The Chinese government is stepping up its crackdown on political speech, formally charging Ran Yunfei, a magazine editor and writer from Sichuan province, with inciting subversion of state power. The formal charges come a month after Ran was detained by Chinese authorities for calling for a “Jasmine Revolution” in China, in the wake of popular uprising topping authoritarian regimes in the Middle East.
Inciting subversion of state power is the same charge Chinese authorities levied against Liu Xiaobo, a dissident writer currently serving an 11-year prison sentence for his writings. Liu was awarded the 2010 Nobel Peace Prize, much to the dismay of the Chinese government. The principal reason for Liu’s imprisonment was co-writing the Charter 08 manifesto that called for widespread reform of the Chinese political system. Ran was a signatory to Charter 09.
As with Liu’s case, human rights activists expect Chinese authorities will cite Ran’s essays published on the Internet as evidence of his guilt.

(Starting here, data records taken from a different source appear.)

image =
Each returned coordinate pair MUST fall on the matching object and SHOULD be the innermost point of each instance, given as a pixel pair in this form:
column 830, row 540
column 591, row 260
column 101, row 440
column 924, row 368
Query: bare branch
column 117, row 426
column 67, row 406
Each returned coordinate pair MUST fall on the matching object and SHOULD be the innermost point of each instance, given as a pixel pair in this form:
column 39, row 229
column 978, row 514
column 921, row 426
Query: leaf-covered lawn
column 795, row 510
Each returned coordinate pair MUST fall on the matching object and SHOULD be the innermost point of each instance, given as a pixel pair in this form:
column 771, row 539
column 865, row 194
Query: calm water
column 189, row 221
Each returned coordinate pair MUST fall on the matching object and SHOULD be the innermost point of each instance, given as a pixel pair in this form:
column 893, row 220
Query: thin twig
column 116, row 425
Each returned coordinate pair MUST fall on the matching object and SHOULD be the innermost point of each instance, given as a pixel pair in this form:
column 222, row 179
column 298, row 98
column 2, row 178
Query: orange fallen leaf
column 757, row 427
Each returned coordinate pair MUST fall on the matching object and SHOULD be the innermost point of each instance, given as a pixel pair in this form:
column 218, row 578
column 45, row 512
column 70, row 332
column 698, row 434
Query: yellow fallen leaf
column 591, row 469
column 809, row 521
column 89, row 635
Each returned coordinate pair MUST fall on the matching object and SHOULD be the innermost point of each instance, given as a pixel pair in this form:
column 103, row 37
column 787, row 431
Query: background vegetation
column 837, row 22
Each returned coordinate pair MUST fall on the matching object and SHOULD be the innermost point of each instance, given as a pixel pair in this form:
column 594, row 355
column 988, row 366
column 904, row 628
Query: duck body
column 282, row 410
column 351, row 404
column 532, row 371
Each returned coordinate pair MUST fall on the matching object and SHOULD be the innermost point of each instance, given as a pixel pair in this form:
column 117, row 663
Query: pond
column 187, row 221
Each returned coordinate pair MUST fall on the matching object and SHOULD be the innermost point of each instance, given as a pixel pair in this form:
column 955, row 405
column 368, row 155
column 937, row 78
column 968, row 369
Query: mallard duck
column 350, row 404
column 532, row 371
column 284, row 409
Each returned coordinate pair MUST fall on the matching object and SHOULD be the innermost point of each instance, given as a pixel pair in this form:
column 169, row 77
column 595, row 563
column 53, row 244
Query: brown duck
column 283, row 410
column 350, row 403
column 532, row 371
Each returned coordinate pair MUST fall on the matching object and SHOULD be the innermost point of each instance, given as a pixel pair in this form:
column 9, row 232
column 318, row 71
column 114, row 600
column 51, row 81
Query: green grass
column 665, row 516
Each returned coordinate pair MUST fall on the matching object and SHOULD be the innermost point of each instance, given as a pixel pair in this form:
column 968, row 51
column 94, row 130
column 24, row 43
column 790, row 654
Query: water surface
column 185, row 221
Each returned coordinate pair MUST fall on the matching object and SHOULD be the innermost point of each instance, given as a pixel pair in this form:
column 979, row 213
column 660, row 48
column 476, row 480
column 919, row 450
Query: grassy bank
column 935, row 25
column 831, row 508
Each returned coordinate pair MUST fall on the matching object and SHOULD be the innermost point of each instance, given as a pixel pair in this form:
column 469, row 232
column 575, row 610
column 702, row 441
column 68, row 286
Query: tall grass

Last week, Chinese authorities sentenced another writer from Sichuan, Liu Xianbin, to 10 years in prison for his writings arguing for democratic reform of the Chinese government. Reports from China and in other media also have authorities detaining more than 100 other bloggers, lawyers, and other dissidents as part of a larger coordinated crackdown, and several prominent civil rights lawyers in the country have simply disappeared.
The government crackdown is widely seen as an effort to quell dissent ahead of a party leadership transition due to take place in 2012.